I have a lump in my throat the size of China, so I say nothing as Benny chats about the footballers taking part in the charity match for Sean’s memorial. He must notice my lack of response and says, “I don’t know exactly what you’ve got goin’ on over at your brother’s gaff, George, but Cam obviously wanted to be with ya. He looked like he was really struggling back there.”

Benny knows about the IVF, but he obviously hasn’t realised that we find out the results today. “We find out if Ash or Jimmie are pregnant today,” I tell him. He keeps his eyes on the road and nods his head slowly, then his mouth drops open.

“Ah, the piss on a stick party, gotcha.” He remains silent for a few minutes. “That was a very unselfish thing you did back there then, George. The Georgia I met ten years ago wouldn’t have done that.”

I look across at him. “It was twelve years ago, Ben, and I was only twenty then.”

He nods. “Twenty and a spoilt, selfish princess.”

It’s my turn to nod. “Some might say I still am.” Ronan Keating’s “If Tomorrow Never Comes” starts playing on the radio, and I change the station. That song makes my chest feel tight. I’m pretty good most of the time, but I just can’t face that one this morning. The station I land on is playing ads so I switch it again and land on my husband’s voice, belting out “With You”. My arms suddenly feel like lead weights and I don’t seem to be able to move them and change the station. I know I have tears rolling down my cheeks, but I do nothing to stop them. I turn and look at Benny.

“D’ya think he’s trying to tell me something, Ben?”

He keeps staring straight ahead and says, matter-of-factly, “Only that he’s here with ya, George.”

I nod and let out a sob. “D’ya think he is, Ben?”

“Of course he is, George. He’ll be around whenever you need him to be.” I wipe my nose on the back of my hand in a way that would earn me a slap from Mum and just as Sean’s voice fades away, “Wherever you will go” by The Calling starts playing and Ben turns and winks at me.

“See, when I’m right, I’m right, George.”

 

* * *

 

Marley is sitting out the front of Jim and Lennon’s house when Benny drops me off after giving me a big cuddle and wishing me luck.
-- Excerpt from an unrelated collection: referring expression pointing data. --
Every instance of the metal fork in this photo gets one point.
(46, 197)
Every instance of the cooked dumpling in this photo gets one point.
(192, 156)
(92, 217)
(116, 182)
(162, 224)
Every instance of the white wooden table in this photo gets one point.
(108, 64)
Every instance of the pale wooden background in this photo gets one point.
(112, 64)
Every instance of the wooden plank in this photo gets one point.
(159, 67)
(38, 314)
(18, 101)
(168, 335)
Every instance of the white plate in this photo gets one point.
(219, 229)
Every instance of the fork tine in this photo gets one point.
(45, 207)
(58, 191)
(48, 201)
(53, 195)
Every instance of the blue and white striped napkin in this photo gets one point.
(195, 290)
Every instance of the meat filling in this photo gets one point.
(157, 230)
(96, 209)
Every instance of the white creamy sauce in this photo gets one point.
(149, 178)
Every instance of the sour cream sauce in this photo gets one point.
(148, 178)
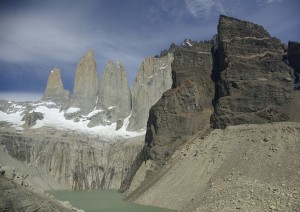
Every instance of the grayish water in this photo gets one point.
(101, 200)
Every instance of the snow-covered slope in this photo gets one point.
(54, 117)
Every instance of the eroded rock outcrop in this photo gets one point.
(31, 118)
(85, 90)
(293, 59)
(181, 112)
(17, 198)
(186, 109)
(153, 78)
(114, 91)
(253, 84)
(55, 91)
(74, 160)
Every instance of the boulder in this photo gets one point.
(85, 90)
(153, 78)
(114, 91)
(184, 110)
(31, 118)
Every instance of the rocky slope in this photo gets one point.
(254, 85)
(153, 78)
(182, 111)
(241, 168)
(292, 58)
(74, 160)
(55, 91)
(85, 89)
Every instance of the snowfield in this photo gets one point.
(54, 118)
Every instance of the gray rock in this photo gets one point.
(85, 90)
(253, 84)
(31, 118)
(184, 110)
(74, 160)
(17, 198)
(114, 90)
(55, 91)
(153, 78)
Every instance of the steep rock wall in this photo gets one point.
(114, 90)
(183, 110)
(85, 89)
(55, 91)
(153, 78)
(74, 160)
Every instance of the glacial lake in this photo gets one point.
(102, 200)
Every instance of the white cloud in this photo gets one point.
(20, 96)
(204, 8)
(263, 2)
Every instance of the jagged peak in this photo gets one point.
(55, 70)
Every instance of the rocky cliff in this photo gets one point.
(55, 91)
(74, 160)
(240, 79)
(85, 89)
(293, 55)
(114, 91)
(17, 198)
(153, 78)
(253, 84)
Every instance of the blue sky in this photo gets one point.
(36, 35)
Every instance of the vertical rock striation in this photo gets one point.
(85, 90)
(55, 91)
(153, 78)
(74, 160)
(114, 90)
(254, 85)
(186, 109)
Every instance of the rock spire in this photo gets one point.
(86, 83)
(55, 90)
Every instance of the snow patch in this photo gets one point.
(165, 65)
(73, 110)
(55, 118)
(94, 112)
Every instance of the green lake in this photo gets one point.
(102, 200)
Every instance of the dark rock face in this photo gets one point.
(253, 83)
(17, 198)
(183, 110)
(55, 90)
(31, 118)
(293, 57)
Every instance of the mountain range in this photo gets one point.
(209, 126)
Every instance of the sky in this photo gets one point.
(36, 35)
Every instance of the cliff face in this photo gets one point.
(184, 110)
(17, 198)
(240, 79)
(114, 90)
(55, 91)
(254, 85)
(74, 160)
(85, 90)
(293, 59)
(181, 111)
(153, 78)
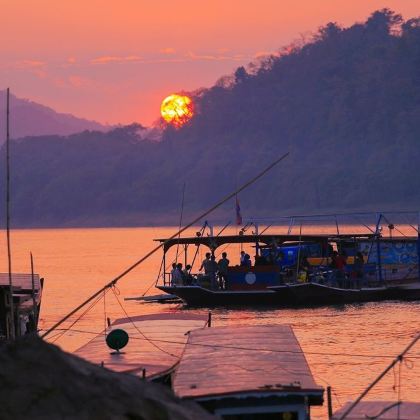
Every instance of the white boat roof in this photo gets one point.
(380, 410)
(234, 361)
(155, 344)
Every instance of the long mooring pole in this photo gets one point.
(175, 235)
(9, 252)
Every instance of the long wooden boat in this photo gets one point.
(314, 294)
(247, 372)
(390, 270)
(155, 344)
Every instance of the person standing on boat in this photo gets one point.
(358, 269)
(338, 264)
(206, 263)
(223, 265)
(242, 258)
(176, 275)
(212, 270)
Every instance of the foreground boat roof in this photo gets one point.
(216, 241)
(155, 345)
(381, 410)
(244, 362)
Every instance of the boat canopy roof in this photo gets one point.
(214, 242)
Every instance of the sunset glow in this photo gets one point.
(177, 109)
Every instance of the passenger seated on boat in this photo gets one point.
(242, 258)
(174, 274)
(338, 264)
(261, 260)
(177, 277)
(305, 267)
(187, 277)
(223, 265)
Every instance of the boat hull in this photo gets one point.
(200, 296)
(314, 294)
(292, 295)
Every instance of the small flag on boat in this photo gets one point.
(238, 213)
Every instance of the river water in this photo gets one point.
(346, 346)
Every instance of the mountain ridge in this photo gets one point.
(29, 118)
(345, 104)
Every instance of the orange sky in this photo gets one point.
(114, 61)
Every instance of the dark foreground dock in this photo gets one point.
(251, 371)
(156, 343)
(39, 381)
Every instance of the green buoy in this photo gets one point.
(117, 339)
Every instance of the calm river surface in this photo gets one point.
(345, 346)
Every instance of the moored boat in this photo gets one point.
(299, 268)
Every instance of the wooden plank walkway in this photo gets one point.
(243, 359)
(156, 343)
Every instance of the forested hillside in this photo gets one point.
(30, 118)
(346, 105)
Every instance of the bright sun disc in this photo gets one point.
(177, 109)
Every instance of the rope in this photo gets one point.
(77, 319)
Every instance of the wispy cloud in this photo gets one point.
(115, 59)
(168, 51)
(263, 54)
(29, 64)
(215, 57)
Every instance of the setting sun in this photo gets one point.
(177, 109)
I don’t need him to hang about, I’ll get a lift to Len’s office from one of my brothers.

I stand on the drive looking at my brother sitting on the bench beside the front door. It’s eight thirty in the morning and Marley’s sipping on what look
s like bourbon, he tilts the glass towards me.

“Little sister Georgia.” I walk over to the bench and sit down next to him.
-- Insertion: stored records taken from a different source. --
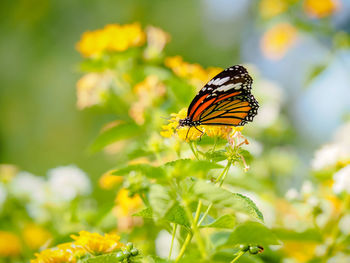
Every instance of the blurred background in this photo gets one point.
(298, 52)
(40, 126)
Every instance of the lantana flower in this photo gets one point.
(278, 40)
(113, 37)
(194, 133)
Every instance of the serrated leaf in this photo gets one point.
(107, 258)
(221, 197)
(146, 169)
(177, 214)
(145, 213)
(225, 221)
(187, 167)
(117, 133)
(307, 235)
(216, 156)
(160, 200)
(252, 233)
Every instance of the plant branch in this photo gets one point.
(241, 253)
(172, 240)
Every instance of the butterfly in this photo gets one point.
(225, 100)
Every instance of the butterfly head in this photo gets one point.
(187, 122)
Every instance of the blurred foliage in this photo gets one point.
(220, 194)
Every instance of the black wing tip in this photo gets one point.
(252, 112)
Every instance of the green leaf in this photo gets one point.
(146, 169)
(177, 215)
(216, 156)
(160, 200)
(184, 167)
(145, 213)
(307, 235)
(225, 221)
(107, 258)
(252, 233)
(224, 198)
(117, 133)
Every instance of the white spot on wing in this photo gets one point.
(229, 86)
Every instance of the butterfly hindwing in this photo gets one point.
(225, 99)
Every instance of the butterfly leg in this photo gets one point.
(187, 133)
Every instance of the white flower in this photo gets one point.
(28, 187)
(329, 155)
(344, 225)
(163, 242)
(67, 182)
(3, 194)
(342, 180)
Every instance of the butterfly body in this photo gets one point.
(225, 100)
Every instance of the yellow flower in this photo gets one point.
(147, 92)
(114, 38)
(91, 89)
(194, 133)
(271, 8)
(10, 245)
(194, 72)
(320, 8)
(126, 206)
(108, 181)
(278, 40)
(67, 252)
(7, 172)
(301, 251)
(35, 236)
(96, 244)
(156, 41)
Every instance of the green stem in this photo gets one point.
(223, 173)
(205, 214)
(172, 241)
(195, 232)
(193, 150)
(241, 253)
(184, 246)
(223, 176)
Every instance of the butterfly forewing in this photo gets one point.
(225, 99)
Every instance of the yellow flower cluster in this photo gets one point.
(67, 252)
(84, 243)
(193, 72)
(194, 133)
(108, 181)
(320, 8)
(10, 245)
(95, 243)
(126, 205)
(278, 40)
(35, 236)
(113, 37)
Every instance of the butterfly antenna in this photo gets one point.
(200, 138)
(166, 118)
(187, 133)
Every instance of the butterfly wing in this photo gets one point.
(225, 100)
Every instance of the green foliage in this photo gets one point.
(252, 233)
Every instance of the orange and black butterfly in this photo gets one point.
(224, 100)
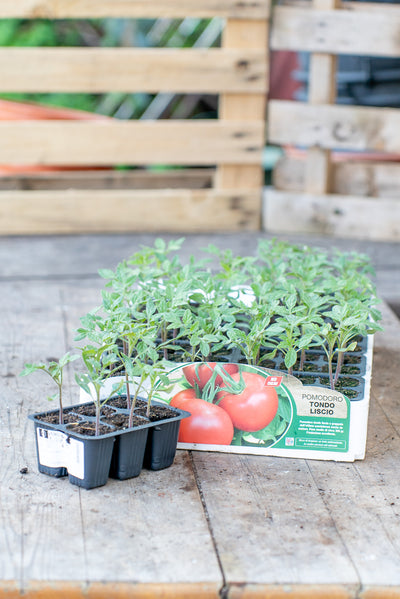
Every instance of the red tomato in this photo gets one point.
(208, 423)
(200, 373)
(255, 407)
(182, 397)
“Big brother Marley, little early ain’t it?” His arm is resting along the back of the chair and he drapes it over my shoulder and kisses the top of my head.

“It’s bourbon o’clock somewhere in the world, G.” I turn and study his face. He’s very good looking, my brother Marley, all my brothers are handsome but in different ways. Bails has that typical East End villain look about him, especially now that he shaves his head. There’s something a little bit rough and dangerous looking about him. Lennon looks like he’s just stepped off a catwalk or the cover of a magazine, very smooth and loves a designer suit, even on his days off, and Marley, my big brother Marley, has that dark and brooding rock star look about him. His hair is short and spikey and he has tattoos all over his arms, neck and body. All very different, but with the same dark eyes, and all very handsome, but at the end of the day, they’re just my big brothers and my best friends.

“What’s up, Marls? Why ya drinking bourbon this early in the day? You all right?” He lets out a long sigh and I lean away from him so I can see his face.